DRA Killed the GPU Device Plugin: K8s AI Scheduling in 2026

NVIDIA’s DRA Donation Ends GPU Blindness

At KubeCon Europe 2026 in Amsterdam, NVIDIA killed the GPU device plugin model by donating its Dynamic Resource Allocation (DRA) driver for GPUs to the Cloud Native Computing Foundation. That single act retires the device plugin that has made Kubernetes treat your H100 identically to a T4 since 2017. The old model exposes GPUs as opaque integers — nvidia.com/gpu: 1 — with zero visibility into memory, compute capability, NVLink topology, or MIG configuration. If you run GPU workloads on Kubernetes and you are still on the device plugin, you are leaving 20–30% of your accelerator capacity to fragmentation source.

This is not a theoretical upgrade. DRA, combined with the KAI Scheduler and a restructured NVIDIA GPU stack, fundamentally changes how platform teams allocate, schedule, and share GPUs across multi-tenant AI clusters. Here is what the convergence looks like and what it means for production infrastructure.

The Device Plugin Model Is Dead

The Kubernetes device plugin API shipped in 2017. It solved a real problem at the time: exposing accelerators to the kubelet so containers could access them. But it was designed for a world where one pod consumed one entire GPU. That world is gone.

Modern AI inference clusters run dozens of models per node. Ten services each using 15% of a GPU still consume ten physical devices under the device plugin model — a waste tax that compounds at scale. The plugin cannot express “I need a GPU with 80 GB memory, Ampere architecture or newer, and NVLink connectivity to at least three peers.” You had to approximate this with manual node labels, taints, and custom scheduling logic.

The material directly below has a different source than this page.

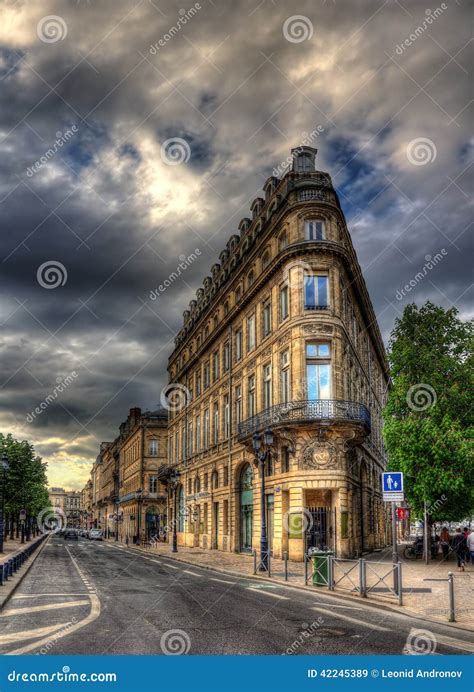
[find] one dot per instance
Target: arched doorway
(246, 508)
(152, 522)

The consequences are measurable. The CNCF annual survey from January 2026 reports that 66% of organizations hosting generative AI models now use Kubernetes for some or all inference workloads. Most of them are running the device plugin. The gap between what the scheduler can reason about and what the hardware actually provides has become an operational bottleneck.

DRA Replaces Integers With Claims

Dynamic Resource Allocation introduces three core API objects: ResourceClaim (a requested resource instance), ResourceClaimTemplate (generates claims per-pod), and DeviceClass (defines which driver handles allocation). The evolution has been deliberate: alpha in Kubernetes 1.26, redesigned in 1.31, beta in 1.32, and v1beta2 in Kubernetes 1.33.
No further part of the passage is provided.